In David's patch set, the old badness() heuristics are almost entirely
gone. Instead, the calculation turns into a simple question of what
percentage of the available memory is being used by the process. If
the system as a whole is short of memory, then "available memory" is
the sum of all RAM and swap space available to the system. If,
instead, the OOM situation is caused by exhausting the memory allowed
to a given cpuset/control group, then "available memory" is the total

amount allocated to that control group. A similar calculation is made
if limits imposed by a memory policy have been exceeded. In each case,
the memory use of the process is deemed to be the sum of its resident
set (the number of RAM pages it is using) and its swap usage.



This calculation produces a percent-times-ten number as a result; a
process which is using every byte of the memory available to it will
have a score of 1000, while a process using no memory at all will get
a score of zero.

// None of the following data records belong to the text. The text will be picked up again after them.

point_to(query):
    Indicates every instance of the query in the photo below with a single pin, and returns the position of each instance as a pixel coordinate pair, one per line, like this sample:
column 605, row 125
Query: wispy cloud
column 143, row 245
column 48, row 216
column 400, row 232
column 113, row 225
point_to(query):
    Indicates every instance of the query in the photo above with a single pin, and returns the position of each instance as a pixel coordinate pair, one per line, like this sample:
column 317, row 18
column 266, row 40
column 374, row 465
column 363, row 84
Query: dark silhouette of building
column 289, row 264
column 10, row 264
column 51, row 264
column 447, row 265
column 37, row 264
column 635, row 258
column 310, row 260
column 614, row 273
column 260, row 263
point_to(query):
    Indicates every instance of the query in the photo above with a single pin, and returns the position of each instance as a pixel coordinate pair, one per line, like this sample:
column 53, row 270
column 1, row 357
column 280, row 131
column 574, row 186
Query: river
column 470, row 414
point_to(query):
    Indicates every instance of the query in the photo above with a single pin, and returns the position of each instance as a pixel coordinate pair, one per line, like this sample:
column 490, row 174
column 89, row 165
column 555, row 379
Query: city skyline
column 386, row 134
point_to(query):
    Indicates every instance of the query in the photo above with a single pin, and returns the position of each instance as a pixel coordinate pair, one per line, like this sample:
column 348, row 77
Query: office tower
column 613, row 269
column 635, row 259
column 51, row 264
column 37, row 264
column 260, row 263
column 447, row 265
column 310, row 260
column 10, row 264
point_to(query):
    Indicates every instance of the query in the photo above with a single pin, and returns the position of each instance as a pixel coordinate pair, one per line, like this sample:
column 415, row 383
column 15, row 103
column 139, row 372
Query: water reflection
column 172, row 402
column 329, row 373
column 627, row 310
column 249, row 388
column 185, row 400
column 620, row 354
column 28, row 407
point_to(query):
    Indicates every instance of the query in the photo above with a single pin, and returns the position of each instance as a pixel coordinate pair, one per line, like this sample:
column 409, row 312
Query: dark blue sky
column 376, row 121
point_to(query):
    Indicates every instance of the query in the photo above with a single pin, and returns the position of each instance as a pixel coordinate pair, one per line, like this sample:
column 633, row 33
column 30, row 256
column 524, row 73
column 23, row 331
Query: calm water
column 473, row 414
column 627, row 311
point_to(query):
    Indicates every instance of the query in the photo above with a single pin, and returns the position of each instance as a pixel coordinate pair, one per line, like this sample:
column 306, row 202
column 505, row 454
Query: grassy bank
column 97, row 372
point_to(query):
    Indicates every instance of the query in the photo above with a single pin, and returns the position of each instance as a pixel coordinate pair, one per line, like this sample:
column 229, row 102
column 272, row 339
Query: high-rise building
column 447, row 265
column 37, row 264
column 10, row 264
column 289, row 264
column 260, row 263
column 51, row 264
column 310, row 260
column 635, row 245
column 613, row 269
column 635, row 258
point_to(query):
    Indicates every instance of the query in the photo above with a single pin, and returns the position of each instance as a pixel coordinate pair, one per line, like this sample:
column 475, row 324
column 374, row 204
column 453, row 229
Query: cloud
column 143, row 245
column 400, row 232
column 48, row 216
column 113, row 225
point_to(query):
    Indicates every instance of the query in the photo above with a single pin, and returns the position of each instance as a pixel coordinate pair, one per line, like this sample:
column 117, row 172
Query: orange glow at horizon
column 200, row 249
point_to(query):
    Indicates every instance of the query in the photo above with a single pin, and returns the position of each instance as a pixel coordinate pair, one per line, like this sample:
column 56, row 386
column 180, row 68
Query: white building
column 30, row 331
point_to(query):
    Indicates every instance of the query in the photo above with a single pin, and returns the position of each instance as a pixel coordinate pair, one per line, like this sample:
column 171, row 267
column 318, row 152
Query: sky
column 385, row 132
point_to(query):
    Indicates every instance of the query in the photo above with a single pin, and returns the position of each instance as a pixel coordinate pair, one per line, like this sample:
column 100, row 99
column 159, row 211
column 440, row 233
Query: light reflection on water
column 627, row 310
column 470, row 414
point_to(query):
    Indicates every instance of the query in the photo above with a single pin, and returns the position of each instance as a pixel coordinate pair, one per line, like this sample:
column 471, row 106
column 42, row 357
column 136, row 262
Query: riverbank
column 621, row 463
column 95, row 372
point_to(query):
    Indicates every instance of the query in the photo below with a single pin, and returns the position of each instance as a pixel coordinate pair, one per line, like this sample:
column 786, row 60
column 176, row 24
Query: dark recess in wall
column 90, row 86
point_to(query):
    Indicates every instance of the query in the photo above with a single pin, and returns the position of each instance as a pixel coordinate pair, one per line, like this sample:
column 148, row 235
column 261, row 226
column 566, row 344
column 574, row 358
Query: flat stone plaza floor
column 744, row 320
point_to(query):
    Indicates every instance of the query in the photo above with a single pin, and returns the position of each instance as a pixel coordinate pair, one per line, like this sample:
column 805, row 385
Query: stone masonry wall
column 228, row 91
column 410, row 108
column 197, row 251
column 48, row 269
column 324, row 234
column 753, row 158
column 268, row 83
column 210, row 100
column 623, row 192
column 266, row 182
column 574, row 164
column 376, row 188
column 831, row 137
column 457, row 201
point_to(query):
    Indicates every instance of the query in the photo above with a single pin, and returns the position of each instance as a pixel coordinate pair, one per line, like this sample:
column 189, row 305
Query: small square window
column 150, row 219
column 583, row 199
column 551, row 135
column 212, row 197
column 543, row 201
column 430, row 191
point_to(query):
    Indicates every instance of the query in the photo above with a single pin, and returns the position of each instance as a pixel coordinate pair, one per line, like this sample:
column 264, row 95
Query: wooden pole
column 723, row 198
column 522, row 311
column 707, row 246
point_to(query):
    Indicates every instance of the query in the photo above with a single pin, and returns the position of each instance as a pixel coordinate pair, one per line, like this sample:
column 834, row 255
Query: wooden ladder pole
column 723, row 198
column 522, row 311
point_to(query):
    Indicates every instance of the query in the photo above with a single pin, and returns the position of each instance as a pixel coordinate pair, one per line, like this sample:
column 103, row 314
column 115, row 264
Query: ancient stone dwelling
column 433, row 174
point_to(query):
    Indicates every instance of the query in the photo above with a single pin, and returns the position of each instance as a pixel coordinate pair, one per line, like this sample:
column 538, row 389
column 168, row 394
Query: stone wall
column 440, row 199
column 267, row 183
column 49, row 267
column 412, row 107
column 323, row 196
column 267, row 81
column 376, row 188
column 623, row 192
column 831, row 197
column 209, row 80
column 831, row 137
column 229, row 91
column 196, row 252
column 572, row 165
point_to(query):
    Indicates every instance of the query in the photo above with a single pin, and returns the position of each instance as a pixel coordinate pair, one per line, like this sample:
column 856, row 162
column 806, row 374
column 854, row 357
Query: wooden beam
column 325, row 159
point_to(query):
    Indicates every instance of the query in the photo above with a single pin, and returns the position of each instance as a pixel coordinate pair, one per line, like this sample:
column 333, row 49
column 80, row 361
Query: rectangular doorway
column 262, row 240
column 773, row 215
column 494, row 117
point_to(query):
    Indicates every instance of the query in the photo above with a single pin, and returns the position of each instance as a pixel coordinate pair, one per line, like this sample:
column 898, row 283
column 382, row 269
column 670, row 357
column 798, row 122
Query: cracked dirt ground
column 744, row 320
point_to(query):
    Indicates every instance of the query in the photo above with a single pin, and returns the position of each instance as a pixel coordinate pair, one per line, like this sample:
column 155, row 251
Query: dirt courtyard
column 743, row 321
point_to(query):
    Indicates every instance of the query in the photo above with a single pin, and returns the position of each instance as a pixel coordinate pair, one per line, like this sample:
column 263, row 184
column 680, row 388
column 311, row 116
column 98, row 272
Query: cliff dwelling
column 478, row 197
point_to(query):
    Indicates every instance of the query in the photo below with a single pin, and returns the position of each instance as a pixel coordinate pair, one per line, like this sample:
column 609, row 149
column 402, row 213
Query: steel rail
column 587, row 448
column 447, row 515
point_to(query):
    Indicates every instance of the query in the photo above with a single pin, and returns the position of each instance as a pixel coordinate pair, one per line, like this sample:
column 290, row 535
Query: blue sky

There are very few heuristic tweaks to this score,
but the code does still subtract a small amount (30) from the score of

root-owned processes on the notion that they are slightly more
valuable than user-owned processes.



One other tweak which is applied is to add the value stored in each
process's oom_score_adj variable, which can be adjusted via /proc.
This knob allows the adjustment of each process's attractiveness to
the OOM killer in user space; setting it to -1000 will disable OOM
kills entirely, while setting to +1000 is the equivalent of painting a
large target on the associated process.